Quand Marcel est poussé par ses camarades à aller parler des revendications sur LCA, il hésite, puis il accepte et là, Marcel Trillat, un des deux journalistes professionnels à animer la radio, le retient, pour, après la parole officielle, l’inviter à évoquer un peu de sa vie.
J’ai été conduit à revisiter cette histoire à cause d’une rencontre à Uzeste avec le film sur Marcel Trillat et sa vie professionnelle : Le temps du JT (réalisé par le jeune Yves Gaonac’h), qui donna lieu à un débat avec le réalisateur et le journaliste. Deux jours avant le Festival avait projeté L’Atlantide, une histoire du communisme que Trillat vient de réaliser avec Faillevic.
Marcel Trillat réussira l’exploit de se faire virer par le pouvoir gaulliste en 1968… et par le pouvoir de la CGT en 1980 à cause de l’opération LCA, une radio que la direction du syndicat trouva trop ouverte.

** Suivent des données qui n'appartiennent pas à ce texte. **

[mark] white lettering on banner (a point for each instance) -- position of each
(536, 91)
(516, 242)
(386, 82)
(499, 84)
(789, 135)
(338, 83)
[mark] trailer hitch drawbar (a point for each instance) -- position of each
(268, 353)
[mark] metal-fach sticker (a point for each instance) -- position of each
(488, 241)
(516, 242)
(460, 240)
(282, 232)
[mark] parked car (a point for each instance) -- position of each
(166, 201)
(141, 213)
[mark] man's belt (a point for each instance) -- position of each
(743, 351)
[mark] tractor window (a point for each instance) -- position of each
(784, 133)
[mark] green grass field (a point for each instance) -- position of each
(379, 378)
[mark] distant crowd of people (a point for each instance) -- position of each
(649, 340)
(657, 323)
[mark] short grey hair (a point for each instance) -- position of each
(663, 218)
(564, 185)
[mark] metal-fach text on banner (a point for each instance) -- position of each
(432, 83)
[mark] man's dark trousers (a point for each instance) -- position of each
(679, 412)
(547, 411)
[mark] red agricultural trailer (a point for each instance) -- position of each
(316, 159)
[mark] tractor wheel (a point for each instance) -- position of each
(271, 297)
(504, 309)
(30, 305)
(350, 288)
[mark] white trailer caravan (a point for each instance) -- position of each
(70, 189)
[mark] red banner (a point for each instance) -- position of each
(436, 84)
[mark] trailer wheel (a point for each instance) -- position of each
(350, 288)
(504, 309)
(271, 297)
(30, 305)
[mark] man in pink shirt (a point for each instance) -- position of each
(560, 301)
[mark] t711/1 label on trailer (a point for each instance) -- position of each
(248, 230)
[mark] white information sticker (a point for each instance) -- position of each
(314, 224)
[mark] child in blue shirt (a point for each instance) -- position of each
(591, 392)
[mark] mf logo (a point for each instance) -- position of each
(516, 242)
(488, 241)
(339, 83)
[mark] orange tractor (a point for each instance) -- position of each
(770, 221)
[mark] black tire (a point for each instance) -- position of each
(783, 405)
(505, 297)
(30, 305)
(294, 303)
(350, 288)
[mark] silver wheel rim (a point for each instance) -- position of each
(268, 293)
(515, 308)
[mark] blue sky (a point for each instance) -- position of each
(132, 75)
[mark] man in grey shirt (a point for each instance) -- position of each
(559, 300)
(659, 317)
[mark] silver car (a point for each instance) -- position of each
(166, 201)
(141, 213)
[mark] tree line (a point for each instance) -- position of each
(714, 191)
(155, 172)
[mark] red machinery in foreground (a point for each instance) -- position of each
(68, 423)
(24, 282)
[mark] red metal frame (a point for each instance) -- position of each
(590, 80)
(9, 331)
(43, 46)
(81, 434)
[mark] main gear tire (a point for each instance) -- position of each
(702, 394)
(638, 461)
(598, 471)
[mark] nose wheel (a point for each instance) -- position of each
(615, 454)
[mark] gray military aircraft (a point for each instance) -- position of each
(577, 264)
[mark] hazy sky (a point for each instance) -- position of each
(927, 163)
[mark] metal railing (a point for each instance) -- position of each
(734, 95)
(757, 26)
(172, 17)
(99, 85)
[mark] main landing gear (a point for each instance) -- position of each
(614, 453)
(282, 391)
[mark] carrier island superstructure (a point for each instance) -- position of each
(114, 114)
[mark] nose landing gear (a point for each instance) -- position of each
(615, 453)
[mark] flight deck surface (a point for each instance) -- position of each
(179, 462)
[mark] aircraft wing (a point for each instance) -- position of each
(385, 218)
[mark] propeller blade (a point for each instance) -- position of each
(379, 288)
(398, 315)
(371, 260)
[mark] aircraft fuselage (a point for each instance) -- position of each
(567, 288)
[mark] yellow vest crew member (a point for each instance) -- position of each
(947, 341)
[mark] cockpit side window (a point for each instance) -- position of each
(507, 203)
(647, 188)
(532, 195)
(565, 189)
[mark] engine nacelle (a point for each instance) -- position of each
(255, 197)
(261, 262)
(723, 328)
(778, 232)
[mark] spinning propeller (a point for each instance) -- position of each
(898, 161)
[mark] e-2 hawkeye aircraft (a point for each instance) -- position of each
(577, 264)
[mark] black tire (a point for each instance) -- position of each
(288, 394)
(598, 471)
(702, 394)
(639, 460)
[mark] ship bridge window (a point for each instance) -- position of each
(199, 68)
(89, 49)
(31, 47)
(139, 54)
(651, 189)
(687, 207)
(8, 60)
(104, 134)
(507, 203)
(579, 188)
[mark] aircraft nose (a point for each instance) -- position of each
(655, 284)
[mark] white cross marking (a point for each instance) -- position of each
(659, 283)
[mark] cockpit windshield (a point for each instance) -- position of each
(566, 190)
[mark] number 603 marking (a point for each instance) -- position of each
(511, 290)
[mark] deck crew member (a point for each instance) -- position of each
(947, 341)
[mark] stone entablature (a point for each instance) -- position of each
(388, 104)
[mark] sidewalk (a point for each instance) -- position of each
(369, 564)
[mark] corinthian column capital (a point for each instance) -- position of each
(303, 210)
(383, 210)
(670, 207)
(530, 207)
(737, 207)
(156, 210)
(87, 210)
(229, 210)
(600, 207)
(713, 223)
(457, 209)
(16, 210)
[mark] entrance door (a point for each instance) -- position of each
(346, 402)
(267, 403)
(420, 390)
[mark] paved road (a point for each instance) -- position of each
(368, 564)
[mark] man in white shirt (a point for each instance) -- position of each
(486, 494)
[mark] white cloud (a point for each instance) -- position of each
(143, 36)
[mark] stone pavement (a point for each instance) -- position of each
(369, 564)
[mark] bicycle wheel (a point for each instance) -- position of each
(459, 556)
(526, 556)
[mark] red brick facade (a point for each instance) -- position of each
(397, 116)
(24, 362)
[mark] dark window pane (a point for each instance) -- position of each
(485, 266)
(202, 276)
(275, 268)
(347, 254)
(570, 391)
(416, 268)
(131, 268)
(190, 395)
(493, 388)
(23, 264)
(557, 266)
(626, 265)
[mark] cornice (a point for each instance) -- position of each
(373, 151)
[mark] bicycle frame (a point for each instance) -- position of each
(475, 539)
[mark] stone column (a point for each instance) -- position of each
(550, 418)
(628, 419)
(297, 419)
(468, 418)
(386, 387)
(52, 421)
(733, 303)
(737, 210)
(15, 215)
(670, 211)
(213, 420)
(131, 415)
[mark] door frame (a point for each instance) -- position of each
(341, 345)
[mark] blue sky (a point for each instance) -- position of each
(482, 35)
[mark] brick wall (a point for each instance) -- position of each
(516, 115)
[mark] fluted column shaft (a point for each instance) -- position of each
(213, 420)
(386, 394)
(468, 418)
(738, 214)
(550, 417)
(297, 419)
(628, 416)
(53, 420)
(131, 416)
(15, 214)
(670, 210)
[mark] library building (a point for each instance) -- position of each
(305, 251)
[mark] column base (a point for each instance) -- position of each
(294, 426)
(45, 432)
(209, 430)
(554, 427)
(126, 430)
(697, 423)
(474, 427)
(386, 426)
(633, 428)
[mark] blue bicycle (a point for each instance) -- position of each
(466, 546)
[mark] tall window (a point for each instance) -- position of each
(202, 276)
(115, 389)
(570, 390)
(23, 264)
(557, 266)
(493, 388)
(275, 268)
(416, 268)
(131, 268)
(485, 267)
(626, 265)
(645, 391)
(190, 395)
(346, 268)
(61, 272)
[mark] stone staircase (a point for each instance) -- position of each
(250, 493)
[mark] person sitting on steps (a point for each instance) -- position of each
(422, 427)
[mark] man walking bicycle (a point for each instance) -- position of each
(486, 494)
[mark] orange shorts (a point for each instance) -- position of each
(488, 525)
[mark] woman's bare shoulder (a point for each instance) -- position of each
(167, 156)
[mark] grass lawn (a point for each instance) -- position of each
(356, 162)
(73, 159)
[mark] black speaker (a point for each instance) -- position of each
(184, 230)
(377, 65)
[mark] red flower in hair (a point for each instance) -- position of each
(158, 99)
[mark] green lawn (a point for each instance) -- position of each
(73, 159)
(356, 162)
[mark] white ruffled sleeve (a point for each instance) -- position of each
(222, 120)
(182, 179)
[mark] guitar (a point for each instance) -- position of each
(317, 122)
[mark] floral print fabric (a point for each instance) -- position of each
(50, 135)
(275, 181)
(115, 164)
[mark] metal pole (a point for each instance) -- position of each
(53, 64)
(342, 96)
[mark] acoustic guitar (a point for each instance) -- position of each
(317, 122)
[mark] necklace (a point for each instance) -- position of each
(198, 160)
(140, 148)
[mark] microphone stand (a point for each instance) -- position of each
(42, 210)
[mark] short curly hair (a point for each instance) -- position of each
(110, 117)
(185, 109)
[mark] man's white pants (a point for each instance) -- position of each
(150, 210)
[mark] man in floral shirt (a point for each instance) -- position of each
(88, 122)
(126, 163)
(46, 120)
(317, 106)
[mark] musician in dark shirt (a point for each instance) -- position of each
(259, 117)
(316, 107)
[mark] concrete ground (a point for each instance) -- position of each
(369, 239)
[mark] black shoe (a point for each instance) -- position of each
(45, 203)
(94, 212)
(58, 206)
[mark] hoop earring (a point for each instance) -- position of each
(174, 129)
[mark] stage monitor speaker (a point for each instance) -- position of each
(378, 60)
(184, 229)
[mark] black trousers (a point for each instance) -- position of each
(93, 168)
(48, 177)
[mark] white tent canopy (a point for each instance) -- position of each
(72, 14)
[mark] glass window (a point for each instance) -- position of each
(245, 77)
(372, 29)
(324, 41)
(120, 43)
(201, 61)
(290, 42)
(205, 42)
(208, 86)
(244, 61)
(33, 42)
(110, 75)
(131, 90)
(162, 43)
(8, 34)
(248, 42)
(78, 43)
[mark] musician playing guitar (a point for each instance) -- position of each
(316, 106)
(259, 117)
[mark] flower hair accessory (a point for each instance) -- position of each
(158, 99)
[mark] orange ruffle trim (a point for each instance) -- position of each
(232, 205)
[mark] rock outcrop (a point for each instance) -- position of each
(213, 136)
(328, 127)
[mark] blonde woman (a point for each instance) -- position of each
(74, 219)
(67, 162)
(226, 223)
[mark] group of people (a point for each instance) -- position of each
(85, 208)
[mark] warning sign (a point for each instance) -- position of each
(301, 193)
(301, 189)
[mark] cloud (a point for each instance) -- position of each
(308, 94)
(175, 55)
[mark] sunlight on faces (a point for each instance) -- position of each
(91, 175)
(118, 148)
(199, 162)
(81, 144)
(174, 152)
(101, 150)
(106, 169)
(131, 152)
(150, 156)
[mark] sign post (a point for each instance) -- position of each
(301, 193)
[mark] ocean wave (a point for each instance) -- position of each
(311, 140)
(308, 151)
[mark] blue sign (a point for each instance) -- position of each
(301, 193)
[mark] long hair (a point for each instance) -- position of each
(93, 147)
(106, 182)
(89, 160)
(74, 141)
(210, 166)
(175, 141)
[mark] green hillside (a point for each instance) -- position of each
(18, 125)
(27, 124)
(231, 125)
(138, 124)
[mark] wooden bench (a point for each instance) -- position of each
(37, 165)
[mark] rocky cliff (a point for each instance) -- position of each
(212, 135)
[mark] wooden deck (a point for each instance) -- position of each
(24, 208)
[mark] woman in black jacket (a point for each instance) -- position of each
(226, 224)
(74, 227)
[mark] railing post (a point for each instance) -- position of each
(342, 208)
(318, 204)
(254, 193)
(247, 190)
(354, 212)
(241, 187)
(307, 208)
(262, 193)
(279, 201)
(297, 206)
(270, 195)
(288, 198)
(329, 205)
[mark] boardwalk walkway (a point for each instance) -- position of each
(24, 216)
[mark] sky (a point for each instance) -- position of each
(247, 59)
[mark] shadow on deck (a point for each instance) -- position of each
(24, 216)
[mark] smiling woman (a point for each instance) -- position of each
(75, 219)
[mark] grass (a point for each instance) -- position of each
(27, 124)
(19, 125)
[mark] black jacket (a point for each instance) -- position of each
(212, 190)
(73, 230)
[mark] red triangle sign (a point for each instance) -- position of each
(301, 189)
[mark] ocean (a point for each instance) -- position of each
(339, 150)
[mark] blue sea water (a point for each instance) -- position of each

Pendant le débat, quelqu’un lui demandera d’où lui est venu ce « sens critique » mais il n’aura pas le temps de répondre. Le film montre en effet un journaliste peu décidé à cirer les pompes de quiconque (même s’il regrette à présent, très amèrement, un documentaire que lui commanda la CGT en 1970, Le Frein). Avec l’utilisation de nombreuses archives qui rythment les paroles actuelles de Marcel, chacun peut noter une pratique du journalisme largement oubliée aujourd’hui. Le public éclate de rire quand il voit le visage de Pasqua écoutant Marcel Trillat qui le questionne sur ses rapports avec le SAC (Service d’Action Civique, une milice peu recommandable).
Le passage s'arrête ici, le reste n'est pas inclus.